I been using Friskies dry food does that have ash?
Please help!!


Jan 18, 2011 Cat food
by: Anonymous

I have fed my cats Meow Mix for years because it has less ash count in it. My cats love Meow Mix, and have lived to a very old age. I do not feed my cats canned cat food, for one reason, they do not like it. Once a month I give them a bit of Bumblebee tuna.


Dec 20, 2010 Orijen cat food is low ash
by: Justice


Hi,

I use Orijen cat food. The label on their fish formula states:

"Orijen uses specifically prepared low ash, ethoxyquin-free fish ingredients."

It is also no grain, no gluten, no canola, no GMO, low carb.

The fish are wild caught Canadian fish, never frozen.

They make a chicken formula that uses free range chickens.


Sep 13, 2010 Addition
by: Anonymous

Too much ash in cat food is indeed bad for them. Too much as in a cats diet can lead to a urinary tract infection as well as crystals. Male cats are more prone to urinary tract infections so it is especially important for them. Many foods offered at the vet's are more nutrially balanced and have lower ash because they usually have higher quality of meat. Some people believe that vet food is more expensive but when figured out it actually isn't that much different. Examples of a vet food with low as is Urinary SO's. Other foods that are of good nutrition and that are avaliable in pet stores are Science Diet, Royal Canyon, and Eukanuba.
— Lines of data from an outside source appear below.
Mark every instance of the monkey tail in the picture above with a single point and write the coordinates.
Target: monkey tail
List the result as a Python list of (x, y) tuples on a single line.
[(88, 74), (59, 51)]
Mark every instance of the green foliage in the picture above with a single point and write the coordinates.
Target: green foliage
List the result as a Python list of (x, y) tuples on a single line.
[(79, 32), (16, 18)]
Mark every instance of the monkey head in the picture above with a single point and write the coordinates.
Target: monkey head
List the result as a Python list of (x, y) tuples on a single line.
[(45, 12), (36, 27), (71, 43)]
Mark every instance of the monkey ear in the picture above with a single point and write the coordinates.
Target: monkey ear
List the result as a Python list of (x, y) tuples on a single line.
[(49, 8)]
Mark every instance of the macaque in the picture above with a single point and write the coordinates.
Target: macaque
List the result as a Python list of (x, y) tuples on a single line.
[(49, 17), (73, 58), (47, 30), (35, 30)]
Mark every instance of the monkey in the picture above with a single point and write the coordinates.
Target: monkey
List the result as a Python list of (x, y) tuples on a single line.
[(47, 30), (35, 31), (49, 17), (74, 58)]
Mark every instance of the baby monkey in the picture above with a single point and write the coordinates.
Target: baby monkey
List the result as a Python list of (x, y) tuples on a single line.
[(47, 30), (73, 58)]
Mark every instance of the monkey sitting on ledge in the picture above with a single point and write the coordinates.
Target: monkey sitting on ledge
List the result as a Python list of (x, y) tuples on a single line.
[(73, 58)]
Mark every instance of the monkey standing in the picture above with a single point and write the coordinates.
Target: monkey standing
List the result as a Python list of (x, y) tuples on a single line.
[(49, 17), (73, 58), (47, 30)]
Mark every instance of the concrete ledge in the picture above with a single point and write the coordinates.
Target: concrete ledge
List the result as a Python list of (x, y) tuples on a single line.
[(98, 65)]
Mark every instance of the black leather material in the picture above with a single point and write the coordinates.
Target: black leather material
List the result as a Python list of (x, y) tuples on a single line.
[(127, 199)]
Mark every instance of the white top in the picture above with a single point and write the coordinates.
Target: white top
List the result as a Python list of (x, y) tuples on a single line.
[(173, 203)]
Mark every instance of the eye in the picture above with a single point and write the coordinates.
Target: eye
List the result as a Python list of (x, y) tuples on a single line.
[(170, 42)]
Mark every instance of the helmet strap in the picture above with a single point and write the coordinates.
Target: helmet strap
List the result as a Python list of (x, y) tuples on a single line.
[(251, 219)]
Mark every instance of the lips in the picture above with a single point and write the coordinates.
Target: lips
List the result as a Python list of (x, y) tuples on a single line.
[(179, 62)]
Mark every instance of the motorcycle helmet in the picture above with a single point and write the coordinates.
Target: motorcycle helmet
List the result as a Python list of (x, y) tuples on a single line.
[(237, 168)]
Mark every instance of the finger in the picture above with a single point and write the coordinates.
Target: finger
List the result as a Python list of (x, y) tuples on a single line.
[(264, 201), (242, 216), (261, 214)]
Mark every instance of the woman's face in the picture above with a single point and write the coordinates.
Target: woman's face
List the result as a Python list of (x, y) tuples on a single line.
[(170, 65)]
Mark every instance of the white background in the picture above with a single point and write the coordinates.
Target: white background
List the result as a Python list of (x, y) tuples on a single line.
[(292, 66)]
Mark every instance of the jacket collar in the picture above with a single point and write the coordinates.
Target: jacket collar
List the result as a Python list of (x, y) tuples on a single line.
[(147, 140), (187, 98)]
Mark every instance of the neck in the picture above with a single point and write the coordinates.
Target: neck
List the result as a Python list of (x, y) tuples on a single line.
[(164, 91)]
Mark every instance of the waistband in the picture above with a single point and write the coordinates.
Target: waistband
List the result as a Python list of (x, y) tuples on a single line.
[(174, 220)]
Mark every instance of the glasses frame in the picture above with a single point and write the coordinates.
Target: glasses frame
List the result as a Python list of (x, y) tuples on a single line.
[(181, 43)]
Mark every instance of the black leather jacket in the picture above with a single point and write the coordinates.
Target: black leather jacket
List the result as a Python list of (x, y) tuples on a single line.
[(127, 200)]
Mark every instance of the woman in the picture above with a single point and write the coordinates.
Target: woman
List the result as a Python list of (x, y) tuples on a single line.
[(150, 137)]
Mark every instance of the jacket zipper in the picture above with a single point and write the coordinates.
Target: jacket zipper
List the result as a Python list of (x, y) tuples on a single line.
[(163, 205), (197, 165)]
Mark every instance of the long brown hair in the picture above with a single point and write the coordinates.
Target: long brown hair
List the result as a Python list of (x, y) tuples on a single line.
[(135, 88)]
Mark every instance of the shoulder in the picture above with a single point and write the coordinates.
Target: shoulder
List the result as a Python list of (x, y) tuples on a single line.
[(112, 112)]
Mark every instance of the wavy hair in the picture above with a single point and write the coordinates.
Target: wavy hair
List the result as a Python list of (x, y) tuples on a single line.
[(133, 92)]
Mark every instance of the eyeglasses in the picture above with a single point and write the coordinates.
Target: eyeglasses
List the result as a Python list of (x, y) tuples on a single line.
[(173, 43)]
Mar 20, 2010 ash paranoia?
by: Anonymous

You're right about ash being the residue left when something is burnt, but I think you're panicking about the ash content of cat food unnecessarily.
Ashing of samples is routinely done as a measure of the mineral (i.e. naturally occurring non-volatiles) content of a substance.
Almost all organic matter contains elements that do not form volatile (gaseous) compounds when burnt in air. All the carbon, hydrogen, nitrogen, sulfur etc end up as CO2, N2 and/or NOx, H2O, SO2 gases respectively, which escape from the sample. Animal protein food sources like prime steak from an organically-fed free-range cow contains lots of iron (in haemoglobin, ferritin and other vitally necessary metalloproteins) sodium, potassium, calcium, magnesium and other metal ions in the cellular fluid, and a host of other minerals in smaller amounts (e.g. cobalt in vitamin B12). All of these will end up as their oxides (Fe2O3, Na2O, K2O, CaO, MgO, Co2O3 etc.) if/when the steak is burnt in a very hot oven or in a crucible over a bunsen burner. Without further analysis of the ash no-one can know the breakdown of the mineral contained.
It is highly unlikely that a cat food manufacturer is adding combustion ash to cat food.
You could think of the ash analysis as a crude measure of salt (NaCl) content, as saltier samples will leave more Na2O in the ash ... the Cl is lost as volatile HCl.
How do I know this? - PhD in inorganic chemistry and 18 years subsequent experience.